Paris, 20 novembre 1831.

Mon cher Falconnet,

Maman me dit qu’en entendant lire ma lettre, tu te comparais à un frère qui entend lire une lettre de son frère. Voilà une comparaison qui part du cœur et qui m’a bien touché, je t’assure. Oui, mon ami, nous sommes frères, frères de foi et d’études, frères ; d’âge et de projets, destinés à parcourir la même carrière ; nos deux vies seront sœurs, elles marcheront ensemble se tenant compagnie l’une à l’autre et tendant vers le même but. Fils d’un, même sang, une même pensée remue nos jeunes âmes, nos regards se portent vers un même avenir. N’as-tu pas épanché en moi tes sentiments, tes joies et tes douleurs ? et moi, ne t’ai-je pas révélé mes plaisirs, mes tristesses, mes espérances ? Oui, Dieu nous fit frères, il mit en nous la sainte fraternité de l’esprit, il l’a bénie, il en a fait la condition de nos destinées, qui seront belles peut-être. Ne dis donc plus que je t’oublie. Moi, j’oublierais ce bon Ernest, ce cousin, cet ami de mon cœur, avec lequel j’ai passé des heures si douces, des journées si pleines! Oh !ne le crois pas : bien souvent tu es présent à mon esprit bien souvent, en causant avec Henri Pessonneaux, avec nos amis lyonnais, ton nom se mêle à nos discours, nous faisons mémoire de toi.

Puisque tu me demandes mon avis sur tes idées, je t’avoue que je crois qu’il y a confusion de ta part sur un point. Je vois une grande différence entre l’époque patriarcale et l’époque théosophique. Chez le patriarche il y a foi : héritier de la croyance pure et sans mélange, il adore le Dieu esprit, il est monothéiste ; son culte est aussi peu compliqué que sa religion. Les sacrifices humains lui sont inconnus. Le patriarche représente la société tout entière à laquelle il préside. Mais vient un âge où les hommes plus nombreux ont aussi plus de besoins, où les peuples se forment, où les conditions se dessinent, se limitent, où chacun prend un état. Alors, préoccupés par l’exercice de leurs fonctions spéciales, renfermés dans les bornes de leurs travaux, les hommes laissent le soin de prier. et d’enseigner à ceux que leur génie appelle plus spécialement à cette fonction, le sacerdoce s’élève : de domestique il devient public, il devient à son tour un état, une profession, quelquefois une caste.

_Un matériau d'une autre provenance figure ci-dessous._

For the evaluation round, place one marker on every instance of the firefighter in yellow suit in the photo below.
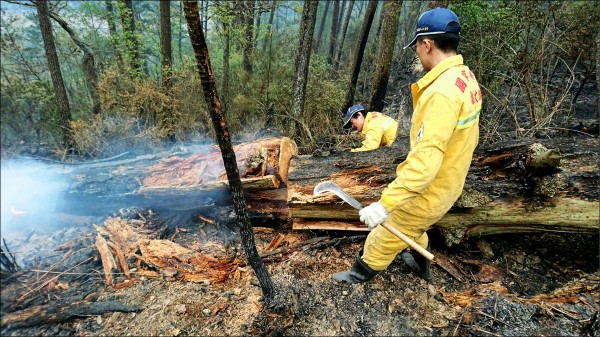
(377, 129)
(443, 136)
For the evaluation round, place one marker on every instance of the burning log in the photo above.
(108, 260)
(60, 312)
(510, 188)
(186, 181)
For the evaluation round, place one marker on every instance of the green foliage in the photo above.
(29, 114)
(527, 54)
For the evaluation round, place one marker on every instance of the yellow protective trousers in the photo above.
(381, 247)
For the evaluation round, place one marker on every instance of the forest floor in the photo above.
(519, 284)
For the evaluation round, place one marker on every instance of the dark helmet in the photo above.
(351, 111)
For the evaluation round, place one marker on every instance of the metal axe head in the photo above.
(330, 186)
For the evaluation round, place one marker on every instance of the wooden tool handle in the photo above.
(408, 241)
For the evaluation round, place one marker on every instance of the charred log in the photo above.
(544, 186)
(60, 312)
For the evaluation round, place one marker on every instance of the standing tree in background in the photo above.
(229, 160)
(270, 29)
(362, 42)
(391, 9)
(338, 53)
(307, 28)
(112, 30)
(334, 30)
(248, 36)
(322, 27)
(165, 43)
(132, 41)
(55, 73)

A cet instant la religion cesse de pénétrer dans les familles et de s’asseoir au foyer, elle s’enferme dans les temples elle ne s’exprime plus comme une instruction familière par la bouche du père, elle est enseignée par initiation, elle parle par la voix des pontifes. Le patriarche, occupé du soin de sa maison et de la nourriture de ses fils, priait dans la simplicité du cœur, sans avoir le loisir de méditer la doctrine. Mais le prêtre, seul avec ses pensées, attaché par devoir à l’enseignement théologique sans autre soin, sans autre inquiétude, pourra-t-il s’abstenir de méditer, de contempler ce qui est devenu l’objet de sa vie tout entière ? Puis l’imagination et la raison, s’emparant tour à tour du dogme pour le commenter et l’embellir, pour l’approfondir, ou même pour le déguiser aux yeux vulgaires, ne finiront-elles pas par élever à frais communs l’immense édifice de la mythologie ? Ceci s’applique à toutes les castes, à tous les collèges de prêtres Druides, Shamanéens, Brahmes, Scaldes, Sibylles, initiateurs de toutes les contrées, de Samothrace, de l’Égypte et de la Grèce. En Israël, c’est la tribu de Lévi, dépositaires des traditions à partir de Moïse ; Moïse et Aaron, prêtres et législateurs, succèdent à l’époque patriarcale d’Abraham et de Jacob, à l’instant où les Hébreux devenaient peuple.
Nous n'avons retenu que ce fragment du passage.